Há muita incompreensão sobre a democracia. Ora ela é confundida com um modo de administração política do Estado (ou com o chamado Estado de direito; ou pior, com eleições); ora com uma ideologia (e não raro alguém pergunta se ela não seria a mesma coisa que aquele tipo de sociedade imaginária pregada pelos anarquistas); ora, ainda, indaga-se se ela não seria uma utopia (tipo a sociedade sem classes do paraíso construído idealmente pelos comunistas).
Para tentar desfazer a confusão, comecemos pelo final, quer dizer, pela ideia – bastante generalizada – de que a democracia seria uma utopia.
Não! A democracia não é uma utopia. Quem precisa de utopia é a autocracia. Para a democracia não há um lugar (ou um não-lugar: u-topos) onde chegar. O amanhã da democracia chama-se hoje. Isso não significa que a democracia não seja tensionada pelo futuro desejado. Mas o tempo da democracia é o futuro antecipado, presentificado, ou seja a topia, o aqui e agora. Só assim ela se realiza: sendo o meio que realiza o seu fim (no sentido de finalidade – ou sentido – da política, quer dizer, a liberdade).

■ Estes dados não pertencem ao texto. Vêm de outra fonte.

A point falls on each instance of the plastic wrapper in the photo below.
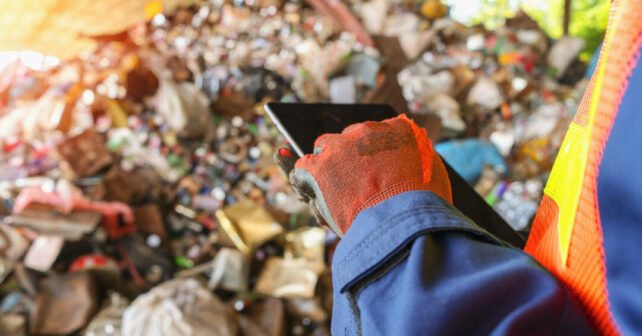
(289, 278)
(485, 93)
(229, 270)
(246, 225)
(184, 107)
(178, 307)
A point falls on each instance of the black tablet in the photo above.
(302, 124)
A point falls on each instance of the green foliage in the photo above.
(588, 19)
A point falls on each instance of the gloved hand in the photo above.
(364, 165)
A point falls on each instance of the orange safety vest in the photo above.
(567, 233)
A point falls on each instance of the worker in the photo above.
(409, 263)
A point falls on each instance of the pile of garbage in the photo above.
(138, 192)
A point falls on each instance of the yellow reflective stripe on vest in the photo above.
(565, 182)
(564, 185)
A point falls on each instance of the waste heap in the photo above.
(138, 192)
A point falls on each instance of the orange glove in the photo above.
(364, 165)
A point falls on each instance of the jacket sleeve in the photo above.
(414, 265)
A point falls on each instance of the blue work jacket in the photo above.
(414, 265)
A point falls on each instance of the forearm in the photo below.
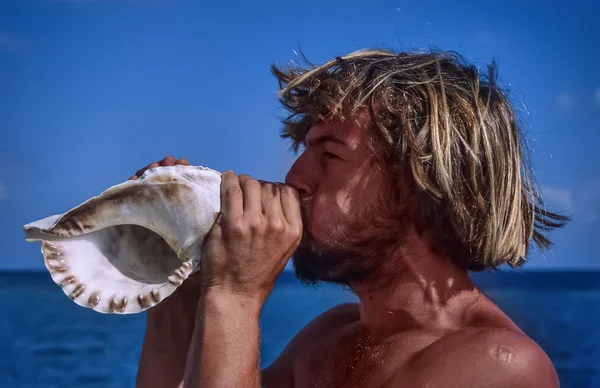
(225, 345)
(169, 329)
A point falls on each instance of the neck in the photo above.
(430, 291)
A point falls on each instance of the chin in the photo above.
(315, 261)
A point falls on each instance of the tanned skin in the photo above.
(428, 327)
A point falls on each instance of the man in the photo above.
(412, 174)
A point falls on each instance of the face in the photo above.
(350, 212)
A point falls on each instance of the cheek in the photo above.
(325, 215)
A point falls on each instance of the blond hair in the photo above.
(452, 129)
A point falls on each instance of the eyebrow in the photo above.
(324, 139)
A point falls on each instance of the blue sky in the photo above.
(92, 90)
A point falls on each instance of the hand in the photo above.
(189, 292)
(258, 229)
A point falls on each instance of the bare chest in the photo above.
(356, 359)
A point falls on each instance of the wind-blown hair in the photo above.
(450, 129)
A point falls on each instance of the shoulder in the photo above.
(281, 370)
(485, 357)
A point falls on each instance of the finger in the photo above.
(271, 202)
(290, 204)
(168, 161)
(232, 201)
(252, 196)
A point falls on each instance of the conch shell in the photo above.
(130, 247)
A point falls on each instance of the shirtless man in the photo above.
(411, 174)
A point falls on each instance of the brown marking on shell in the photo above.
(77, 291)
(68, 280)
(56, 268)
(116, 306)
(51, 250)
(155, 295)
(94, 300)
(175, 280)
(143, 301)
(81, 219)
(181, 273)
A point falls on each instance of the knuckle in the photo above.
(289, 190)
(276, 226)
(236, 227)
(255, 225)
(232, 191)
(252, 183)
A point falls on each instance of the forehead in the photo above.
(350, 134)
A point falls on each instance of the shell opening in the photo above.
(122, 269)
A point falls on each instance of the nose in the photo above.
(297, 180)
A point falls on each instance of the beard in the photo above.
(369, 240)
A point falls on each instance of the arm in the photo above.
(225, 344)
(493, 358)
(169, 328)
(253, 237)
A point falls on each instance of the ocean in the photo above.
(48, 341)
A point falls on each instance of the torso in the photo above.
(340, 352)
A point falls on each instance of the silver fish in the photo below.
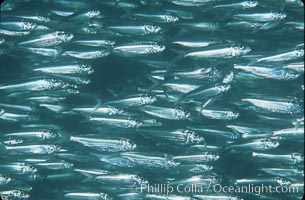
(226, 52)
(296, 134)
(39, 134)
(165, 113)
(102, 110)
(89, 54)
(275, 106)
(121, 179)
(95, 42)
(283, 172)
(14, 194)
(204, 157)
(219, 114)
(261, 17)
(180, 137)
(293, 158)
(133, 101)
(267, 72)
(246, 4)
(258, 144)
(156, 17)
(87, 196)
(122, 122)
(48, 40)
(4, 180)
(66, 68)
(200, 180)
(35, 149)
(105, 145)
(274, 181)
(17, 168)
(145, 29)
(138, 48)
(148, 161)
(36, 85)
(286, 56)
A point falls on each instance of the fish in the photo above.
(261, 17)
(179, 137)
(130, 99)
(48, 40)
(121, 122)
(35, 149)
(247, 4)
(87, 195)
(165, 113)
(133, 101)
(102, 110)
(273, 181)
(135, 29)
(148, 161)
(258, 144)
(35, 85)
(272, 73)
(138, 48)
(124, 180)
(34, 134)
(89, 54)
(225, 52)
(275, 106)
(200, 158)
(66, 68)
(286, 56)
(104, 144)
(293, 158)
(219, 114)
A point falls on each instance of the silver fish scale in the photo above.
(151, 99)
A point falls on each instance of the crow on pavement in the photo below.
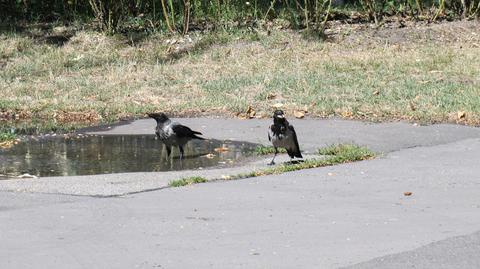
(172, 133)
(282, 135)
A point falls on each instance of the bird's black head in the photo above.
(278, 116)
(159, 117)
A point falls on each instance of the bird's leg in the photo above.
(169, 151)
(182, 153)
(275, 155)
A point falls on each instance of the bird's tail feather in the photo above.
(194, 136)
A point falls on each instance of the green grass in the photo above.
(346, 152)
(264, 150)
(7, 136)
(335, 154)
(96, 78)
(187, 181)
(342, 153)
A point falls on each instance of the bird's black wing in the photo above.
(297, 152)
(184, 131)
(269, 130)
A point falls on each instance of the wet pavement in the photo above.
(346, 215)
(99, 154)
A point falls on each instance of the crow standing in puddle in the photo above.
(172, 133)
(282, 135)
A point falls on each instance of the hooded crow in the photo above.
(282, 135)
(172, 133)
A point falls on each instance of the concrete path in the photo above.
(347, 215)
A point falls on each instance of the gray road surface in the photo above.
(347, 215)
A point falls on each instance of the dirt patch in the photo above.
(405, 32)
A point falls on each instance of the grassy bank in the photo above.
(427, 73)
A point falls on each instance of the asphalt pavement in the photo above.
(352, 215)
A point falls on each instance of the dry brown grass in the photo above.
(415, 73)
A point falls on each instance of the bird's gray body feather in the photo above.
(166, 134)
(172, 133)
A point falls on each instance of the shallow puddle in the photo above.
(88, 155)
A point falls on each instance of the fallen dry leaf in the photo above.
(271, 96)
(210, 156)
(299, 114)
(221, 149)
(277, 105)
(251, 112)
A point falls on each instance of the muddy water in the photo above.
(88, 155)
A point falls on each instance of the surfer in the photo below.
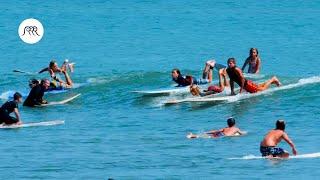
(235, 75)
(195, 90)
(268, 146)
(254, 62)
(231, 130)
(53, 69)
(189, 80)
(36, 94)
(9, 107)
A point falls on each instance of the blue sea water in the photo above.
(121, 46)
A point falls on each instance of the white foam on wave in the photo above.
(301, 82)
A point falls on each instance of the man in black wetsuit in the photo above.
(35, 96)
(9, 107)
(236, 76)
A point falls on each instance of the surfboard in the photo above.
(300, 156)
(206, 136)
(61, 102)
(34, 124)
(301, 82)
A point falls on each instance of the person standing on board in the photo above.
(268, 146)
(253, 61)
(9, 107)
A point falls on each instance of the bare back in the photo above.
(272, 138)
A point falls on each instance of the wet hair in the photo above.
(176, 70)
(252, 50)
(232, 60)
(43, 81)
(280, 125)
(231, 121)
(51, 64)
(16, 96)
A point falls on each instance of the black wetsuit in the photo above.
(181, 81)
(35, 96)
(5, 111)
(234, 76)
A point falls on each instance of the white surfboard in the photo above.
(34, 124)
(300, 156)
(61, 102)
(207, 136)
(301, 82)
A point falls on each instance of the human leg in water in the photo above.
(266, 85)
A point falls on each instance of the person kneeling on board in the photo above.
(235, 75)
(195, 90)
(36, 94)
(268, 146)
(9, 107)
(189, 80)
(53, 69)
(231, 130)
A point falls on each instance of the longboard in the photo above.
(61, 102)
(207, 136)
(43, 123)
(300, 156)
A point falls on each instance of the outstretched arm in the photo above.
(242, 79)
(288, 140)
(258, 66)
(17, 114)
(245, 64)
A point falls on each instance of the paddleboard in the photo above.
(207, 136)
(300, 156)
(301, 82)
(61, 102)
(34, 124)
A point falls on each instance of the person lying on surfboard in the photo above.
(254, 62)
(9, 107)
(53, 69)
(189, 80)
(235, 75)
(214, 89)
(268, 146)
(231, 130)
(36, 94)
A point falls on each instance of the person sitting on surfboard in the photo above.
(189, 80)
(9, 107)
(195, 90)
(53, 69)
(254, 62)
(235, 75)
(231, 130)
(268, 146)
(36, 94)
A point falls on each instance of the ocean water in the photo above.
(122, 46)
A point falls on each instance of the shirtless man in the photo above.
(254, 62)
(195, 90)
(53, 69)
(268, 144)
(231, 130)
(235, 75)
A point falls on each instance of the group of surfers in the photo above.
(38, 88)
(268, 146)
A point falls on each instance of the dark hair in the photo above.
(232, 60)
(176, 70)
(16, 96)
(231, 121)
(280, 125)
(252, 50)
(52, 63)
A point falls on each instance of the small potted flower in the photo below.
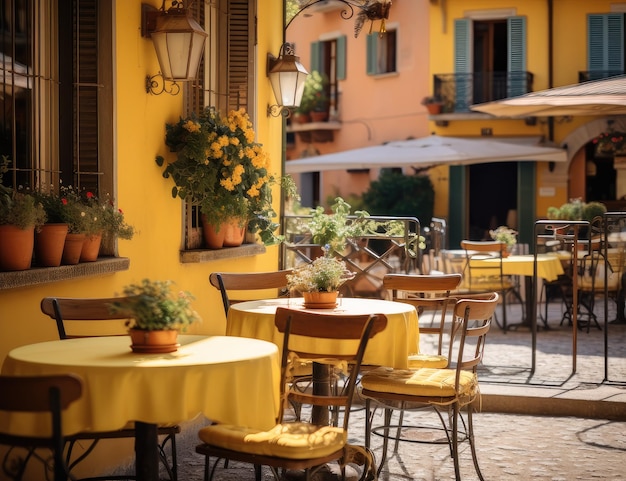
(156, 315)
(222, 169)
(319, 281)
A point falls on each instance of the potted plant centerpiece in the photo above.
(222, 169)
(505, 234)
(156, 315)
(319, 281)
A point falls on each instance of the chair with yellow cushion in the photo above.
(337, 345)
(446, 391)
(37, 394)
(90, 317)
(430, 294)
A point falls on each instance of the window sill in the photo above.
(45, 275)
(208, 255)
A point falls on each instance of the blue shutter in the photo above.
(463, 64)
(605, 44)
(316, 56)
(516, 62)
(341, 57)
(372, 53)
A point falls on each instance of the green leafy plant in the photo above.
(323, 274)
(332, 230)
(504, 234)
(576, 209)
(18, 207)
(221, 168)
(153, 305)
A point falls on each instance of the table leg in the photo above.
(321, 387)
(146, 452)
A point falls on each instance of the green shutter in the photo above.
(516, 62)
(463, 63)
(316, 56)
(372, 46)
(605, 42)
(341, 57)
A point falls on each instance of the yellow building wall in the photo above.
(145, 196)
(569, 57)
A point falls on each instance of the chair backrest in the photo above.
(354, 329)
(51, 393)
(429, 294)
(85, 311)
(472, 319)
(594, 267)
(248, 281)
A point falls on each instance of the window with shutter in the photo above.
(230, 24)
(57, 71)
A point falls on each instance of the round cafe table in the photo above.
(228, 379)
(390, 347)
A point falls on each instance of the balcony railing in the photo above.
(460, 90)
(392, 246)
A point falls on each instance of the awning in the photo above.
(597, 97)
(430, 151)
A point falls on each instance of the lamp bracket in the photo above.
(276, 110)
(367, 10)
(156, 85)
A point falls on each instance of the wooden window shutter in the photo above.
(463, 63)
(516, 37)
(605, 42)
(372, 53)
(341, 57)
(241, 40)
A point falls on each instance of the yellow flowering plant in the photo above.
(221, 168)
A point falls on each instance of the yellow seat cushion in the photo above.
(435, 361)
(422, 382)
(289, 440)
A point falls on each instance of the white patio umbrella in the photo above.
(429, 151)
(597, 97)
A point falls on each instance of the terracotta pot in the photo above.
(320, 300)
(16, 248)
(229, 234)
(301, 118)
(434, 109)
(49, 243)
(157, 341)
(72, 249)
(91, 248)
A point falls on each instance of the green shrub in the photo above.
(398, 195)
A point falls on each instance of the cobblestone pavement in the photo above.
(510, 446)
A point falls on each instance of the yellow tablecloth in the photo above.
(228, 379)
(549, 266)
(390, 347)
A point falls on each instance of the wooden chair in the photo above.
(481, 278)
(430, 294)
(446, 391)
(283, 446)
(51, 393)
(248, 281)
(83, 317)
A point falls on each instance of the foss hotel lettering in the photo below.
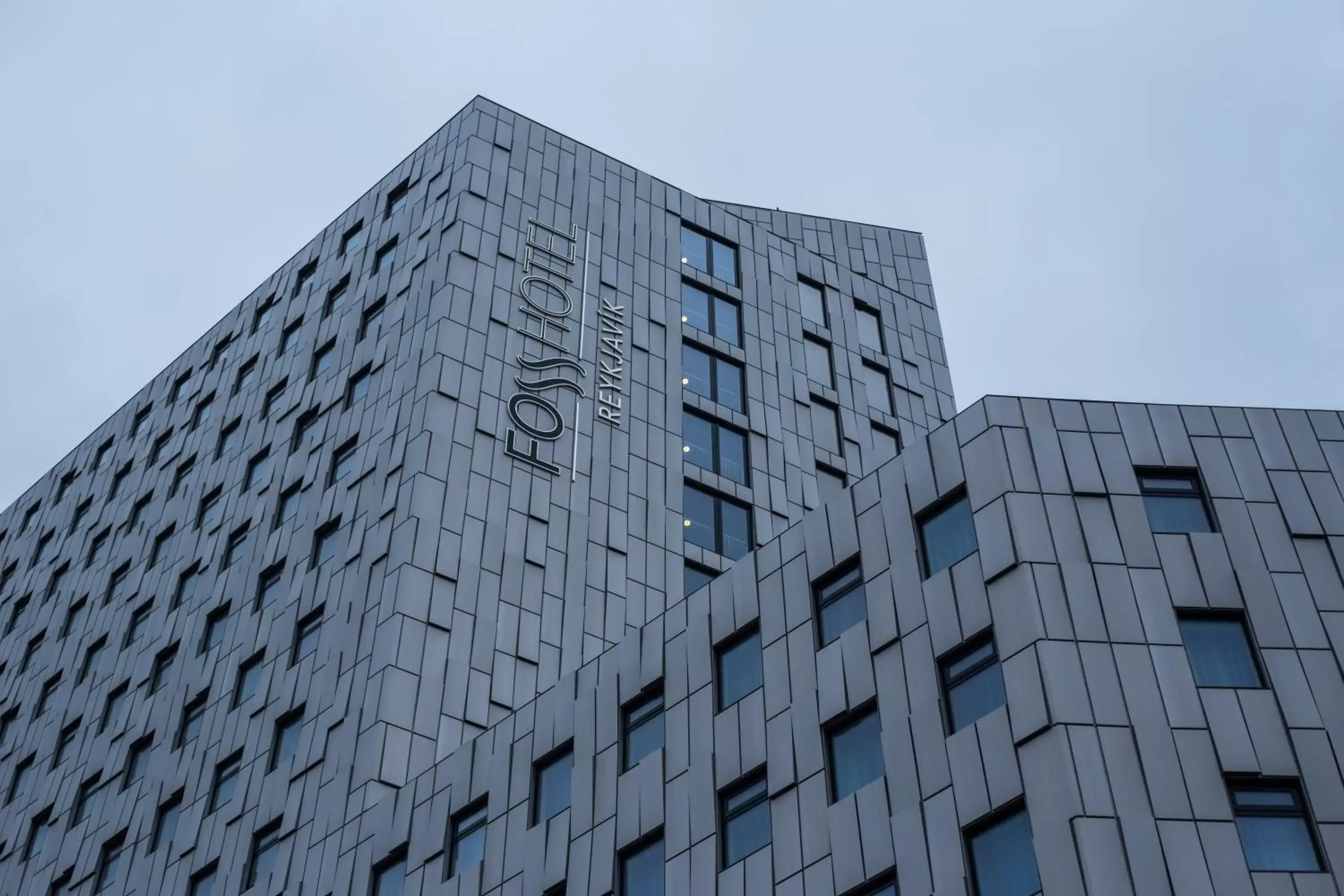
(547, 308)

Nesse sentido, pode-se dizer que a democracia se realiza toda vez que adotamos modos não-guerreiros de regulação de conflitos. Sim, ela é composta por atos singulares e precários, não por altas estratégias de condução das massas para um porvir radiante. Realizar a democracia é mais ou menos como seguir aquela homilia do Paulo Brabo: um instante de cada vez.
Mas – atenção! – adotar modos não-guerreiros de regulação de conflitos só realiza a democracia em sociedades autocráticas (quer dizer, guerreiras). Pois a democracia é, no sentido forte do conceito, um processo de desconstituição de autocracia (assim ela foi inventada pelos antigos atenienses, contra a tirania dos psistrátidas e assim ela foi reinventada pelos modernos, contra o poder despótico de Carlos I).
Em sociedades não patriarcais (i. e., não hierárquicas e não guerreiras) – por exemplo, entre os Pirahãs ou os Yanomamis, num agrupamento paleolítico de caçadores-coletores ou numa aldeia agrícola neolítica – a democracia não faz o menor sentido. Porque não há o que democratizar (ou seja, desautocratizar) nessas sociosferas que não são domínios de Estados. Impor a essas sociedades um modelo político qualquer, inclusive democrático, seria uma perversão. Nenhum bem adviria da adoção da democracia por povos cujo modo de vida (ou de convivência social) não está baseado na conservação do emocionar guerreiro.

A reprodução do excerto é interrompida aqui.